See Messages & envelopes.

`TraceCancelled`¶

Internally, cancellation is represented by TraceCancelled and asyncio.CancelledError paths. You usually don’t catch these in your node code; instead, write nodes that are cancellation-friendly.

Operational defaults¶

Always attach a trace_id (use Message) for request-scoped work you may want to cancel.
Keep node code cooperative:
avoid blocking I/O in nodes
call async SDKs with timeouts
don’t swallow asyncio.CancelledError
If you start external tasks, make them trace-aware and cancel them in your orchestrator (the runtime doesn’t automatically cancel arbitrary external tasks on cancel(trace_id)).

Failure modes & recovery¶

Cancel returns `False`¶

Likely causes

you cancelled a trace that never existed or already completed

Fix

ensure you cancel the same trace_id you emitted

Cancelled work appears to “continue”¶

Likely causes

node is doing blocking I/O and can’t be interrupted
work is happening outside the runtime (external background tasks)

Fix

make nodes cooperative (await points + timeouts)
use your own cancellation wiring for external tasks (or check the runtime’s cancellation event)

Observability¶

Cancellation shows up in FlowEvent:

trace_cancel_start
trace_cancel_drop
node_trace_cancelled

Alerting ideas:

rising cancellation rate (could indicate timeouts/UX issues)
traces with high trace_pending that are frequently cancelled (backpressure problems)

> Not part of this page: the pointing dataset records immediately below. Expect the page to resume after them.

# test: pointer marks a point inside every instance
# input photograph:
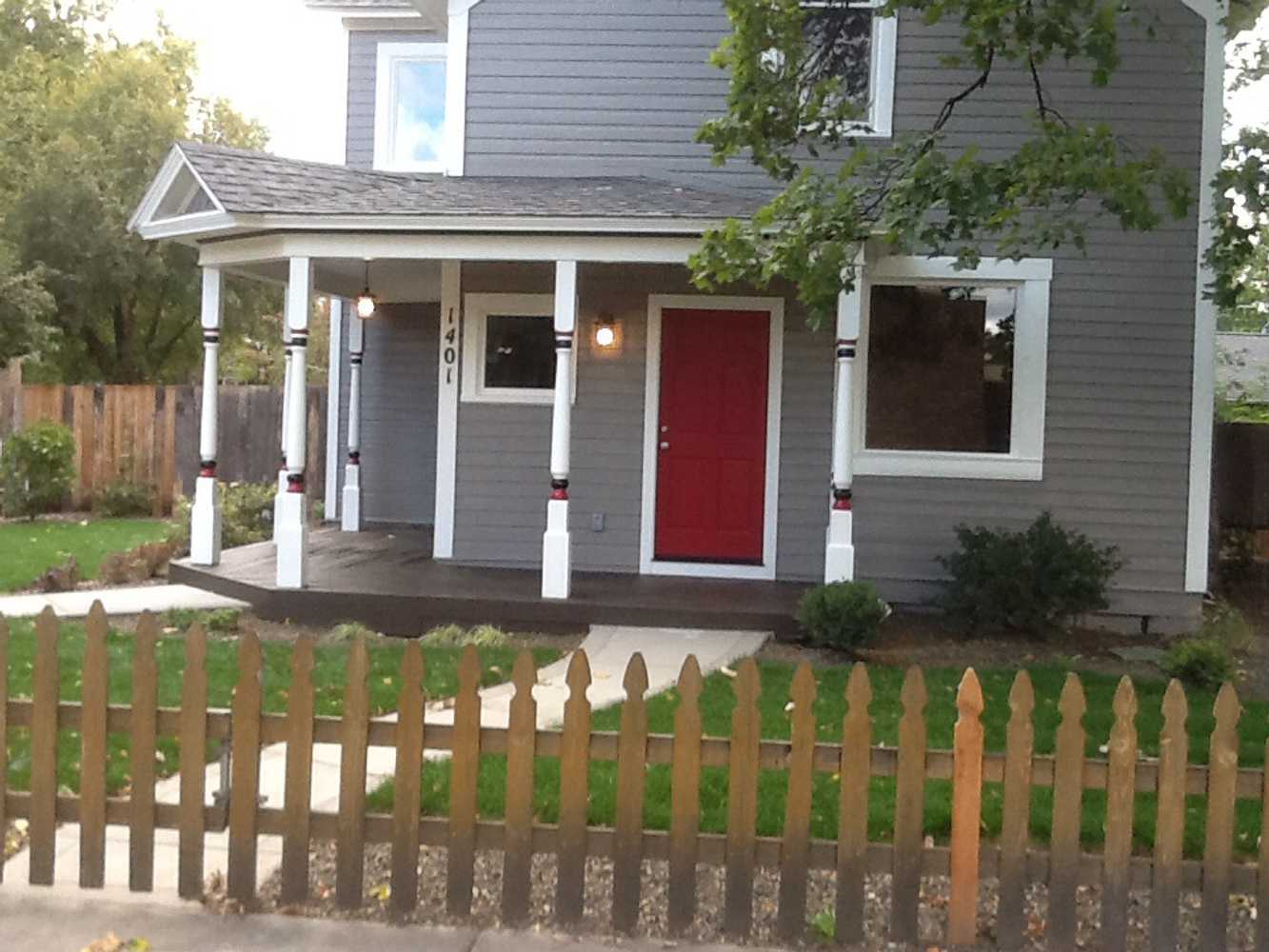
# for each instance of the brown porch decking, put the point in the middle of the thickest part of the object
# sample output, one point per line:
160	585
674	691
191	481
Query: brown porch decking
388	581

Security / multi-tenancy notes¶

Treat trace_id as an authorization surface: a user must not be able to cancel another user’s trace.
Use Headers.tenant to enforce tenant scoping at your ingress layer.

Runnable example: best-effort cancel¶

This example starts a long-running node, then cancels the trace and demonstrates that no final result is produced.

from __future__ import annotations

import asyncio

from penguiflow import Headers, Message, Node, NodePolicy, create


async def slow(msg: Message, _ctx) -> None:
    del msg
    await asyncio.sleep(10.0)


slow_node = Node(slow, name="slow", policy=NodePolicy(validate="none"))


async def main() -> None:
    flow = create(slow_node.to())
    flow.run()

    message = Message(payload={"work": "x"}, headers=Headers(tenant="demo"))
    await flow.emit(message, trace_id=message.trace_id)

    cancelled = await flow.cancel(message.trace_id)
    print("cancelled:", cancelled)

    try:
        await asyncio.wait_for(flow.fetch(trace_id=message.trace_id), timeout=0.2)
        print("unexpected result")
    except asyncio.TimeoutError:
        print("no result (expected)")

    await flow.stop()


if __name__ == "__main__":
    asyncio.run(main())

Troubleshooting checklist¶

Cancel does nothing: ensure your messages have a trace_id (use Message).
Cancel is slow: nodes may be blocked; add timeouts and avoid blocking I/O.
External work continues: cancel your external tasks explicitly; don’t assume runtime cancellation covers them.